The state of Louisiana does not want people to interfere with emergency communication, If they do, it is now a crime due to a law that takes effect on August 1, 2019.

A recent example in Bossier Parish shows why this law is needed:

Bossier Sheriff’s Office patrol deputies were recently involved in a domestic violence call in which the male arrestee pushed his live-in girlfriend and then took her cell phone and smashed it on the ground, eliminating her ability to contact law enforcement via her cell phone. 

Under the new law, this additional charge would be added to the other charges of simple battery, simple criminal property damage, and domestic abuse battery.

Because of incidents like the one described above, Bossier Sheriff Julian Whittington said he is especially interested in wanting to remind people about the new state law.

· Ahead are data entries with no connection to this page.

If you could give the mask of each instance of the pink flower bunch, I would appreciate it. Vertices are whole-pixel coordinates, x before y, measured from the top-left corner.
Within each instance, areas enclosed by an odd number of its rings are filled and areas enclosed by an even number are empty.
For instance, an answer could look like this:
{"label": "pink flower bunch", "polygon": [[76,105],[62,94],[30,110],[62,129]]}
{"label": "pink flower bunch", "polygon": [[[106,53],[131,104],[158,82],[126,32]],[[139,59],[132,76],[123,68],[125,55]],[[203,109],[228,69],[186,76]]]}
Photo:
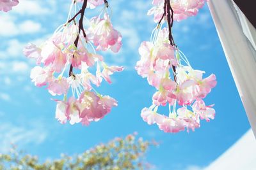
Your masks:
{"label": "pink flower bunch", "polygon": [[111,49],[112,52],[117,52],[121,48],[122,35],[113,27],[107,13],[105,13],[103,18],[92,18],[88,31],[91,32],[88,38],[97,46],[96,50]]}
{"label": "pink flower bunch", "polygon": [[[153,4],[162,2],[155,0]],[[164,20],[163,22],[161,18],[159,20],[150,41],[141,43],[141,59],[135,67],[138,74],[147,78],[149,85],[157,90],[152,96],[152,105],[143,108],[141,116],[149,125],[156,124],[164,132],[179,132],[185,129],[194,131],[200,127],[200,120],[209,122],[214,118],[213,104],[206,106],[203,99],[216,85],[216,76],[212,74],[203,78],[204,71],[193,69],[174,45],[171,31],[161,28]],[[168,115],[157,113],[159,107],[166,105]]]}
{"label": "pink flower bunch", "polygon": [[0,11],[7,12],[18,4],[18,0],[0,0]]}
{"label": "pink flower bunch", "polygon": [[[208,0],[170,0],[173,10],[173,20],[180,21],[188,17],[195,16]],[[154,6],[148,11],[148,15],[154,15],[154,20],[158,22],[164,14],[164,0],[153,0]]]}
{"label": "pink flower bunch", "polygon": [[108,96],[85,90],[79,99],[72,96],[67,101],[57,101],[56,118],[61,124],[69,120],[72,125],[81,123],[88,125],[91,122],[102,119],[116,106],[117,102]]}
{"label": "pink flower bunch", "polygon": [[[81,10],[79,12],[82,13]],[[83,18],[83,15],[81,17]],[[115,30],[108,17],[106,17],[108,20],[105,24],[109,25],[106,31],[109,31],[108,29]],[[99,17],[93,17],[96,18]],[[81,122],[89,125],[90,122],[102,118],[111,111],[112,107],[117,106],[115,99],[100,94],[93,87],[100,86],[103,79],[111,83],[110,75],[124,69],[123,67],[108,66],[103,57],[95,53],[93,45],[93,43],[95,43],[91,42],[94,40],[90,38],[100,37],[100,39],[98,39],[97,50],[106,50],[112,49],[115,45],[108,43],[108,46],[102,49],[98,48],[105,43],[101,41],[111,38],[110,41],[115,41],[122,45],[119,37],[121,36],[118,32],[118,37],[115,39],[103,31],[100,32],[95,32],[92,29],[84,31],[83,25],[81,25],[83,22],[74,22],[74,20],[75,18],[69,17],[67,22],[61,25],[43,44],[37,46],[29,43],[24,47],[24,53],[27,57],[35,59],[38,64],[32,69],[30,74],[35,85],[46,86],[52,96],[64,96],[61,101],[56,100],[56,118],[62,124],[69,121],[71,124]],[[94,24],[97,29],[105,29],[101,28],[105,25],[99,25],[100,23]],[[120,46],[118,50],[115,48],[115,52],[119,50]],[[93,74],[92,71],[95,73]]]}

The law, Louisiana Revised Statute 14:338, provides that the crime is committed when a person disconnects, damages, disables, removes, or uses physical force or intimidation to block access to any telephone or telecommunications device with the specific intent to interfere or prevent an individual from doing any of the following:

(1) Using a 911 emergency telephone number.
(2) Obtaining medical assistance.
(3) Making a report to any law enforcement officer.


The law states:
"Telecommunications device" shall mean any type of instrument, device, or machine that is capable of transmitting or receiving telephonic, electronic, radio, text, or data communications, including but not limited to a cellular telephone, a text-messaging device, a personal digital assistant, a computer, or any other similar wireless device that is designed to engage in a call or communicate text or data.

Persons who commit this new law crime shall be either fined not more than $500, imprisoned for not more than six months, or both.

“This new law received overwhelming legislative support and will provide another element of protection for victims of crime, to include domestic violence, sexual assault, or medical calls,” said Bossier Sheriff Julian Whittington. “We want to help victims of crime and further punish those who harm others.”